Some have tried to duplicate or attempted to write something like the Book of Mormon, but have failed miserably and I bet you that Ellen White, if she were to try, can’t either. Amazing considering that “shady” Joseph Smith only had a very limited formal education – not even a college level one. Here are some samples of what Joseph Smith “wrote” (Book of Mormon) if you don’t believe that he translated an ancient record:

“And he shall go forth, suffering pains and afflictions and temptations of every kind; and this that the word might be fulfilled which saith he will take upon him the pains and the sicknesses of his people.
“And he will take upon him death, that he may loose the bands of death which bind his people; and he will take upon him their infirmities, that his bowels may be filled with mercy, according to the flesh, that he may know according to the flesh how to succor his people according to their infirmities.”

“Yea, come unto Christ, and be perfected in him, and deny yourselves of all ungodliness; and if ye shall deny yourselves of all ungodliness, and love God with all your might, mind and strength, then is his grace sufficient for you, that by his grace ye may be perfect in Christ; and if by the grace of God ye are perfect in Christ, ye can in nowise deny the power of God.”

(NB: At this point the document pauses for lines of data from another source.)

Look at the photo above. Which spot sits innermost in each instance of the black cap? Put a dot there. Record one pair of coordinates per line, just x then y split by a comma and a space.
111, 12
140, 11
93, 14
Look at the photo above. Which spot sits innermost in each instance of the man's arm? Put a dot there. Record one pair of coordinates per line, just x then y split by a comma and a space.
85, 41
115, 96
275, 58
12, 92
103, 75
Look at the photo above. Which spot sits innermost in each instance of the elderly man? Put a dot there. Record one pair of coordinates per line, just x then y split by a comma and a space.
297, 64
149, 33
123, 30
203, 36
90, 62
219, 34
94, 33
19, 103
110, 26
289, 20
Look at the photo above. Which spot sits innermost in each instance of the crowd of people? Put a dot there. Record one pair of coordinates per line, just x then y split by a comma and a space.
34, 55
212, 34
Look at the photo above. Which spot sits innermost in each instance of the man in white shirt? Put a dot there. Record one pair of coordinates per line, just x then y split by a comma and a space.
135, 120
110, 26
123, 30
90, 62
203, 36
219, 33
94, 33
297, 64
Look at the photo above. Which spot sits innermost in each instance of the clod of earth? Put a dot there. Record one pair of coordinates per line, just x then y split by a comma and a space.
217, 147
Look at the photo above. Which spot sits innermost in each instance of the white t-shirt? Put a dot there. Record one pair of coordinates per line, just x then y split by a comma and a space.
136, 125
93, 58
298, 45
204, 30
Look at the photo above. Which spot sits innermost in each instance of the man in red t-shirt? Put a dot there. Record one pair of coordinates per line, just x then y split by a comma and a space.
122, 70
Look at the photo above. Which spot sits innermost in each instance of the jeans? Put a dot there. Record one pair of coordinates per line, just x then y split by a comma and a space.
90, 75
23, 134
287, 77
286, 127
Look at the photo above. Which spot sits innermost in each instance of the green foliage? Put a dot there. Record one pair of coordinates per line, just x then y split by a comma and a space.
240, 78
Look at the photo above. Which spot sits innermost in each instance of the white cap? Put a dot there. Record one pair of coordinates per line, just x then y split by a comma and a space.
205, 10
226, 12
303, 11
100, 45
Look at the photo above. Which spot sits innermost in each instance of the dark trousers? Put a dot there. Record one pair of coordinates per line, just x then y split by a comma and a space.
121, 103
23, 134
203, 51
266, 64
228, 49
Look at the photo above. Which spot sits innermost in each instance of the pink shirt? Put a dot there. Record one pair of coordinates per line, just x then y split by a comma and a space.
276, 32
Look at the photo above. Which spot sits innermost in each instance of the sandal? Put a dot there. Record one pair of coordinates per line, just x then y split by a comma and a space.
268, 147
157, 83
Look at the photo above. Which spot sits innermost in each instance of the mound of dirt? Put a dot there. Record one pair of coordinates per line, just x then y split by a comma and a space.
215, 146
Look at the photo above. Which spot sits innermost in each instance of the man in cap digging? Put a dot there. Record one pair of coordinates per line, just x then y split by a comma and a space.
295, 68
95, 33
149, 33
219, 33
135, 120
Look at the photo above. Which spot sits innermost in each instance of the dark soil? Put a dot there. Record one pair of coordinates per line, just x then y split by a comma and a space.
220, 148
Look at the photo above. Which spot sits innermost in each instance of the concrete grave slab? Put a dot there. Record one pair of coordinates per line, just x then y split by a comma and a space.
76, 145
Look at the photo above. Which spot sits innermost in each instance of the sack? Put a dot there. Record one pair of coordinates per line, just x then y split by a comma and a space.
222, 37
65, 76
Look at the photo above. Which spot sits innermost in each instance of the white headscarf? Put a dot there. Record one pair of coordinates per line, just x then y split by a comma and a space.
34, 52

“And when ye shall receive these things, I would exhort you that ye would ask God, the Eternal Father, in the name of Christ, if these things are not true; and if ye shall ask with a sincere heart, with real intent, having faith in Christ, he will manifest the truth of it unto you, by the power of the Holy Ghost.”

“Wherefore, ye must press forward with a steadfastness in Christ, having a perfect brightness of hope, and a love of God and of all men. Wherefore, if ye shall press forward, feasting upon the word of Christ, and endure to the end, behold, thus saith the father: Ye shall have eternal life.”

“[Mormons] do not pray to the same Jesus and god of the Holy Bible that most other Christians do.”
You may be right, in a sense, since we do not pray to Jesus. We pray to God the Father, in Jesus’ name. That is if you know and understand the Bible!